Since recently turning his attention to energy, Bill Gates has made some astute observations about it, while falling into few of the traps that await those attempting to transfer their high-tech experience to this much larger, more basic industry. Past remarks suggest he grasps the scale of the problem. His recommendation for more innovation and explanation for why energy R&D has been underfunded by the public and private sectors are apt, though I'm less sure that the R&D investment rates of firms whose business is selling technology provide quite the right basis of comparison for an industry that produces vast quantities of interchangeable commodities. Nevertheless, he's right that discovering and developing revolutionary energy technologies is beyond the scope of most companies that operate on a scale to be able to afford the sums required. Most R&D by major oil & gas or power generation companies is devoted to improving what they're already doing, for good reasons. Things that don't deliver prompt results inflate costs without providing immediately-offsetting benefits, making companies pursuing such efforts less competitive in the market and often less attractive to investors.

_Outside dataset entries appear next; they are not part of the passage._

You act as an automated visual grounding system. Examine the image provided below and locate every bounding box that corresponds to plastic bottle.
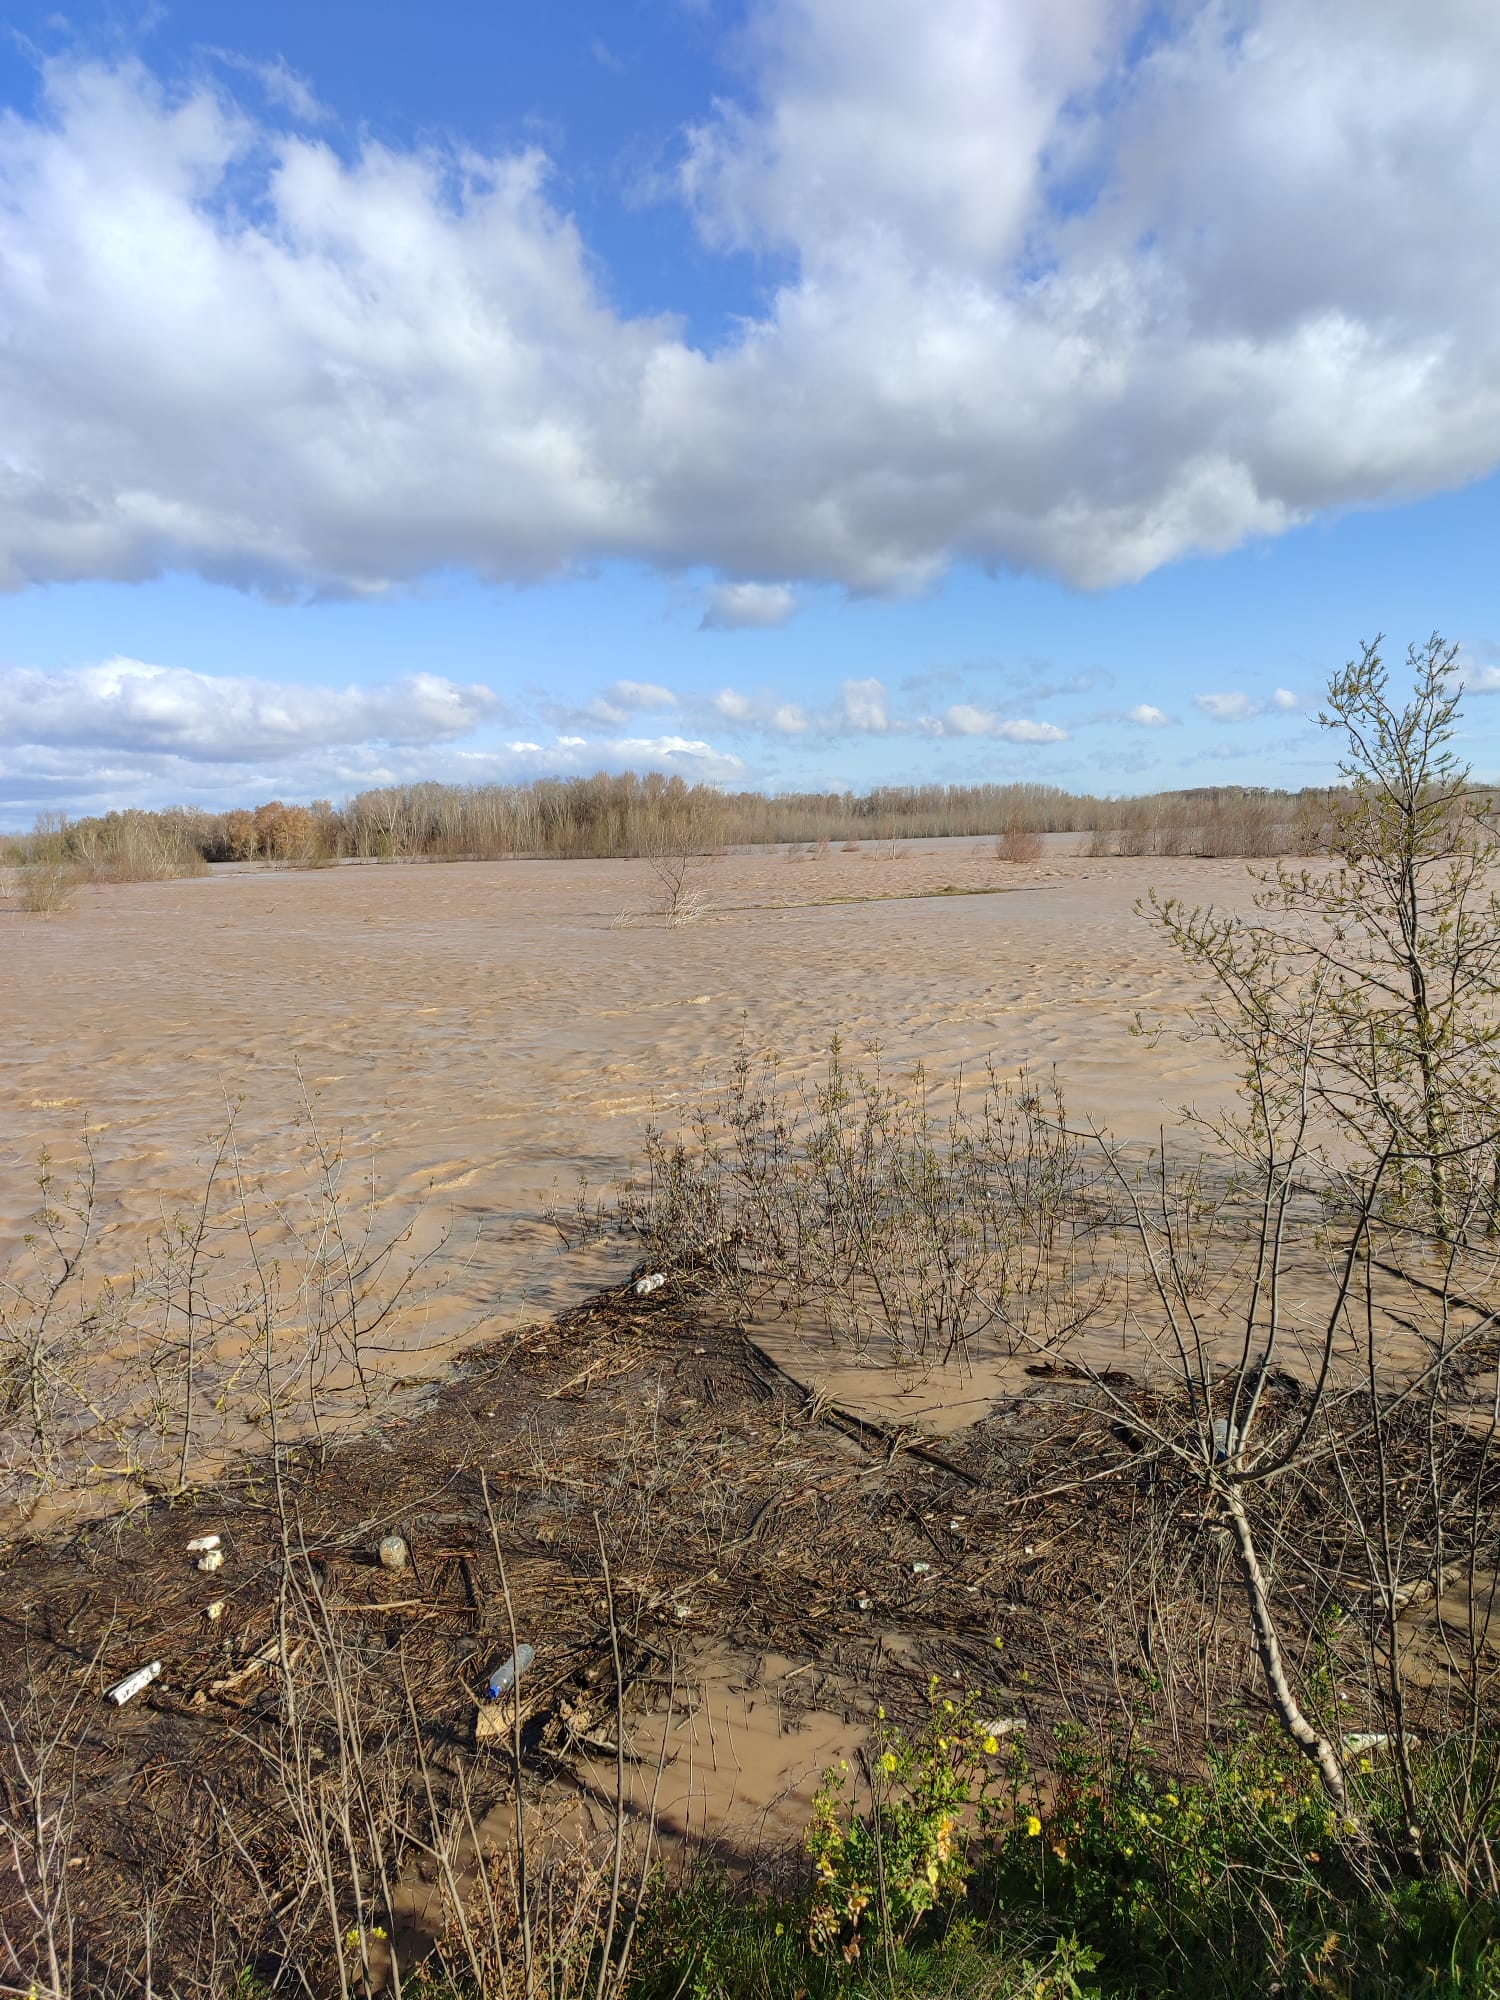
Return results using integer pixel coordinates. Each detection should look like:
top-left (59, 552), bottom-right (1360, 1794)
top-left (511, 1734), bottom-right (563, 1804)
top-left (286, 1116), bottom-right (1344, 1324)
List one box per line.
top-left (485, 1643), bottom-right (535, 1702)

Government doesn't have these constraints, and historically it has been a relatively uncontroversial role of government, even in the US, to devote significant resources to long-term projects. (The old Bell Labs looks like an exception, until you consider that most of its truly ground-breaking work in basic science was undertaken when its corporate parent functioned as a tightly-regulated monopoly--effectively an extension of government.) Mr. Gates suggests that spending less than $3 billion per year on clean energy research is inadequate, and I must agree. However, Gates stops short of explaining that the federal government already spends much more than that on clean energy, but that most of it is focused on the deployment of current technologies. As of its most recent update, the US Treasury had issued more than $3 billion in Renewable Energy Grants to wind, solar, biomass and geothermal project developers under the stimulus, and this is just a fraction of what the government is now spending on direct and indirect subsidies, tax incentives, loans and loan guarantees to support the deployment of corn ethanol and advanced biofuels; wind turbines, solar panels and the factories to make them; factories to build electric vehicles and the advanced batteries to power them; as well as new nuclear power plants, to name a few.
The innovation imperative articulated by Bill Gates thus stands in tension with a range of policies focused on overcoming the market barriers that current alternative energy technologies face. For some of these technologies, the case for providing temporary subsidies to enable them to become sufficiently established to benefit from economies of scale and experience-curve effects is solid. The same can be said for assisting a new generation of nuclear power plants that are so expensive that no company can risk its entire future to build the first one. This logic is much less compelling for conventional biofuels that are still not competitive without subsidies that are now in their fourth decade, or federal loans to finance EV factories for companies that have made just a handful of hand-built cars in their entire existence.
Without a major new funding source dedicated to long-term federal energy R&D, and in an era of increasingly-unsustainable budget deficits, the choice between energy R&D and the deployment of existing energy technologies becomes a zero-sum game. Eating the seed corn in this manner is indefensible, particularly when we realize that deploying today's technologies is very unlikely to yield a technology breakthrough of the kind that real energy transformation will ultimately require. While hardly simple or easy, the remedy is relatively obvious. If we agree that we need more federal research on new energy technologies that could supplant conventional energy sources on the basis of superior performance, and not just lower emissions, then we must wean current alternative energy technologies off massive subsidies as quickly as possible--in a few years at most, except for those that have been feeding at the federal trough for decades. Those should begin to be phased out at once. And if we agree that climate change is a serious risk that we must address urgently, then putting a price on the emissions contributing to it would ensure that the companies making and installing today's wind turbines, solar panels, and other technologies would have a decent chance of surviving the elimination of the direct subsidies upon which they depend, but that will eventually squeeze out R&D spending.